Should I have drove around to see more family. Why didn't I do that this year? It's so exhausting, though.
The house is really messy. All this clutter is driving me nuts.
Ughhh, this stupid lady will not shut up!!!
We had a fantastic day. I know we did. Why is this dumb lady trying to ruin my day?!!!
She's crazy!!! I've had people tell me that I'm being crazy before and now I fully realize it's this lady that's stuck in my head and will not leave. She's crazy, not me!
My husband say's "Duh!!! You are just now realizing this!?!" I'm glad he could see the light before me.

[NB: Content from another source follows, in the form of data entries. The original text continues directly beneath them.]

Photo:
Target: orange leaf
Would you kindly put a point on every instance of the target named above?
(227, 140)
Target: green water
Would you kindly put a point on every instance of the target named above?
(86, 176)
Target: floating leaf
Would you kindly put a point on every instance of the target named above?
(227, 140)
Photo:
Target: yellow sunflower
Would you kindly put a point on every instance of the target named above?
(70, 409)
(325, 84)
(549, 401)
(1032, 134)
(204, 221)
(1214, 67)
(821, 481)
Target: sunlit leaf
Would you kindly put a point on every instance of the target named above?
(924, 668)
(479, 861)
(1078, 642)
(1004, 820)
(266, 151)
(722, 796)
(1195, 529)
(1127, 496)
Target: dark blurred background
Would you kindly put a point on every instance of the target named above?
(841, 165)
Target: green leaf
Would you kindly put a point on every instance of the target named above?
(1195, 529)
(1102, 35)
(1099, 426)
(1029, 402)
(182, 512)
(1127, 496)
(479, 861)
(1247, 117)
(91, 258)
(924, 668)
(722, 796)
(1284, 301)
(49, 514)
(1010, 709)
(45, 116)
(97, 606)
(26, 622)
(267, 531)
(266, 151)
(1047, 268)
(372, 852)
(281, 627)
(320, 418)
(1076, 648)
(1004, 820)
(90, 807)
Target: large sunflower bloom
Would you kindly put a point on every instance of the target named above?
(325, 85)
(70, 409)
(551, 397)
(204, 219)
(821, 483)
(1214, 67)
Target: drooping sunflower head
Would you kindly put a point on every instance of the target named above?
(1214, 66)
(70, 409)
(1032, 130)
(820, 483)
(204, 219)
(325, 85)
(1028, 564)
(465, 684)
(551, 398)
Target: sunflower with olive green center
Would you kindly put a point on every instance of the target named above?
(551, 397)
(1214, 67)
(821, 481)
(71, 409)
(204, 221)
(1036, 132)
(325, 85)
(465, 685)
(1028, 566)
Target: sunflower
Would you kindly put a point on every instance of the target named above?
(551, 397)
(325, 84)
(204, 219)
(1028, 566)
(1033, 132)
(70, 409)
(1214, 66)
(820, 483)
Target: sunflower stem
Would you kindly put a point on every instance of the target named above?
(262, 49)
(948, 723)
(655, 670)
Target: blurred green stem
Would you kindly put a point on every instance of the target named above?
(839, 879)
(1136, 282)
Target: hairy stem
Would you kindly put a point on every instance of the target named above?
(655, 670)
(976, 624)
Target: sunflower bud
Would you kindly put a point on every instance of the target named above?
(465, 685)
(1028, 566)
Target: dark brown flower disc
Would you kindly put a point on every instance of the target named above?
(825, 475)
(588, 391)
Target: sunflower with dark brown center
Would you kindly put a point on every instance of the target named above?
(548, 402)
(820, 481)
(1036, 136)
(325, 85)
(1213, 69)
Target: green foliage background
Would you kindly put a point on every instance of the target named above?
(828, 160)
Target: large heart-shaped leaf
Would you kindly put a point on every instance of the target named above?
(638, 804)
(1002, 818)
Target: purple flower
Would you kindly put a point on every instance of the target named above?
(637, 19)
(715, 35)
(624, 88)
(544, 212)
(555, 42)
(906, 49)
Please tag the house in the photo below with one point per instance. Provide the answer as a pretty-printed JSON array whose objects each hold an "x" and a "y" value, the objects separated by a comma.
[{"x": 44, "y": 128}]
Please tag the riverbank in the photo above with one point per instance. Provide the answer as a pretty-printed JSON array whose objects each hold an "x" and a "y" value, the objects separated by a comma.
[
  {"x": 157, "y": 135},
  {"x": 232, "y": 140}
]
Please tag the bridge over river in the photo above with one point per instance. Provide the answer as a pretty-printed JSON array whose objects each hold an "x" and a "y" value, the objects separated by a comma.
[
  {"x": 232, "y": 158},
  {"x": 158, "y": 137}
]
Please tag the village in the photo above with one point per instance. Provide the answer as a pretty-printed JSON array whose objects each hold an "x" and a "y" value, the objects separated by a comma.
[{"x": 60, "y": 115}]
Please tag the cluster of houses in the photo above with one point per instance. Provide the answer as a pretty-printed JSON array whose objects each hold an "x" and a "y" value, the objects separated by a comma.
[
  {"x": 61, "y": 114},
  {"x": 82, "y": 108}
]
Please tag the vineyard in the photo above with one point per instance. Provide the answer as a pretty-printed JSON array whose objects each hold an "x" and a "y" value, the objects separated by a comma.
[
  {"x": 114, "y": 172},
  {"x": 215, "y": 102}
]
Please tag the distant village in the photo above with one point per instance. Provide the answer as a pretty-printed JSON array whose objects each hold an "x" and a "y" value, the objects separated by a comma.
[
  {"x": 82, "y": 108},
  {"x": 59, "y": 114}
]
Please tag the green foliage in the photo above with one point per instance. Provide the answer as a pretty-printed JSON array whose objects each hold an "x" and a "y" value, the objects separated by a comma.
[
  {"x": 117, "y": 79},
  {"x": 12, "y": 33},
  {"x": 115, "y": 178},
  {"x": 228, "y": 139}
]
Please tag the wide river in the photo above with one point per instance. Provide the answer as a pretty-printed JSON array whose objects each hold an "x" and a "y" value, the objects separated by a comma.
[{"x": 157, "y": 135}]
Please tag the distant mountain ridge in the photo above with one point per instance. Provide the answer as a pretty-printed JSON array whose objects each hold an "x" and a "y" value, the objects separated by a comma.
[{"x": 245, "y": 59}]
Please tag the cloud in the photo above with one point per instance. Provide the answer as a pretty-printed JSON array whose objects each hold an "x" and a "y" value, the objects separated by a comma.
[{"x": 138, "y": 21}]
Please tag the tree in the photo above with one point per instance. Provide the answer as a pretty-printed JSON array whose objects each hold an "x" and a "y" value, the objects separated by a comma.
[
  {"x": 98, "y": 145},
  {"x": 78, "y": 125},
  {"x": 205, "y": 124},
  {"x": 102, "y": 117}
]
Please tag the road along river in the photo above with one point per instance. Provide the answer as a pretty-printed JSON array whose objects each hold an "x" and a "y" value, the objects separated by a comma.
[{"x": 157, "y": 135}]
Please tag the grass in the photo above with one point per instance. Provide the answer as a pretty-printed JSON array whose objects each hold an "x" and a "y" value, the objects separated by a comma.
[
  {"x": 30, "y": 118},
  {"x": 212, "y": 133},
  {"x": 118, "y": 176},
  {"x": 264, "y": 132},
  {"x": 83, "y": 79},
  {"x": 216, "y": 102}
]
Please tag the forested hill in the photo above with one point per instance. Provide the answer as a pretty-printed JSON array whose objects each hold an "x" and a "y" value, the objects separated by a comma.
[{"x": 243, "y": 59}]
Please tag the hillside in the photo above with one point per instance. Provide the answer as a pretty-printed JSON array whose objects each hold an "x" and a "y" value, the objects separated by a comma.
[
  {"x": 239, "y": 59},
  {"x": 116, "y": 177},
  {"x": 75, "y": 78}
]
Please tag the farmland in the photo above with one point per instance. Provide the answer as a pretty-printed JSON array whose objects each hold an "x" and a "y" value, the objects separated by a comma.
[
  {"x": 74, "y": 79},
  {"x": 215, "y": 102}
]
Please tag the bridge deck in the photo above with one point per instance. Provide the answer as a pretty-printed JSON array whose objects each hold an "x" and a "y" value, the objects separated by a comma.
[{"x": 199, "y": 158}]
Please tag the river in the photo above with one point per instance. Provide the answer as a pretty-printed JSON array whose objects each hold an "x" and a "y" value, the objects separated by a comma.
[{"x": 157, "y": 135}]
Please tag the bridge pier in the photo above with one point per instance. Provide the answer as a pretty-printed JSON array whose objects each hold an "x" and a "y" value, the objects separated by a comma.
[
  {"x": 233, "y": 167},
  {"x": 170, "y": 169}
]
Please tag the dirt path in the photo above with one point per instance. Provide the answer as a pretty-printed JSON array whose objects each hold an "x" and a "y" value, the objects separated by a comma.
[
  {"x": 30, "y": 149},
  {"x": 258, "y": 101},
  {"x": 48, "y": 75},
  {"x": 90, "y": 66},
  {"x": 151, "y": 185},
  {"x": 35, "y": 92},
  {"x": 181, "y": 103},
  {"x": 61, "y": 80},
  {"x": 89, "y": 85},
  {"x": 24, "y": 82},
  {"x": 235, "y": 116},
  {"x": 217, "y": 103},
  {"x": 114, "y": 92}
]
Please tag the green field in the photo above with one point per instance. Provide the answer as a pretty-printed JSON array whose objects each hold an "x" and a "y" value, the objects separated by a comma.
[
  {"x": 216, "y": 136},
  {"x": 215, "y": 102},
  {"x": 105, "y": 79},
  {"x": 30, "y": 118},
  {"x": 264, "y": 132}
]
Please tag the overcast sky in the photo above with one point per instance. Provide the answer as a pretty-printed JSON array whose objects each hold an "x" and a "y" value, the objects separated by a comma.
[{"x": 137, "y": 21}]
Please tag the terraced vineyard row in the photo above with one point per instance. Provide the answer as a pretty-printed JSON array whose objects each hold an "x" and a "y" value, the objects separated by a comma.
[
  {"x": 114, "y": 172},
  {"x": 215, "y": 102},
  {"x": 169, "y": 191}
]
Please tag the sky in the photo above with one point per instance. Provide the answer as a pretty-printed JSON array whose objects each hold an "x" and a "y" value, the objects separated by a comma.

So, I'm upstairs fully realizing that yes, this lady is crazy! And yes, she is not me. And yes she is trying to ruin my day!!!! She's trying to make me think things are different than I saw them to be just because I'm tired. It's OK to be tired at 6pm and want to turn the day off. Even if it is Thanksgiving. Just because red-head cartoon lady thinks it's not, doesn't make it wrong. (Sorry red heads, she's just how invasion my crazy lady to be. Maybe yours is blonde ;)
I don't need to plan what I'm going to do tomorrow, right now!! I don't need to worry that the house looks like a pig stye right now!! I don't need to worry that the cat is going to stare me down and claw my eyes out while I'm sleeping, RIGHT NOW! All just because this dumb lady inside my head thinks I need to.
Even if I don't do this stuff, because I don't feel like it, this dumb lady thinks I need to worry about the fact that I'm not doing it. She thinks I need to worry about the fact that they sky is blue! You name it and she's in full force to ensure I worry about it!!!
Goodnight little friend!!! I know what you're doing and you won't win!!!
Picture your little friend.
Is she related to mine?! I think they mass produce and like to inhabit people who worry too much!!!
What should I call her?
Geese, she's even driving me insane right now because she wants me to think of a good name for her!
Too bad lady! You'll get one when I'm ready to give you one and it's not right now. I'm going to bed even though it's 8:30. You're driving me nuts!
She's mad now and obviously throwing a temper tantrum to get her way! Too bad lady! I already have two little ones in the house that like to throw temper tantrums. I don't need to listen to yours. See you tomorrow!

Erin, I love you!! Yup, I have the same little friend you do and she has ruined plenty of otherwise great days. Here's to getting better at ignoring her...eventually she has to shut up when she no longer gets a rise out of us, right? :-)
ReplyDeleteYeah!!! Way to go admitting it!!! I know. It's so hard to admit to ourselves that this stupid lady lives in us. I was completely convinced I had a double personality or it was because of my curse of the Gemini!! Nope, it's not. It's just this annoying friend. To all the people out there that don't think they have this friend inside them: It's that voice in your head right now saying. "I don't have a voice in my head." She just said that!! Once you think she doesn't have anything to say, she pops up! If your saying to herself right now... "I don't have a voice in my head telling me things." THAT IS THAT LADY!!! She's talking to you right now!! She's nutty!!! I'll write more about how she has become my blessing, in a next post. Whenever she tells me something that I just don't want to hear, I realize. She's not me. She's just my crazy friend that lives in me. It's a blessing to know that. She's never going away, but she can definitely sit in time out!!!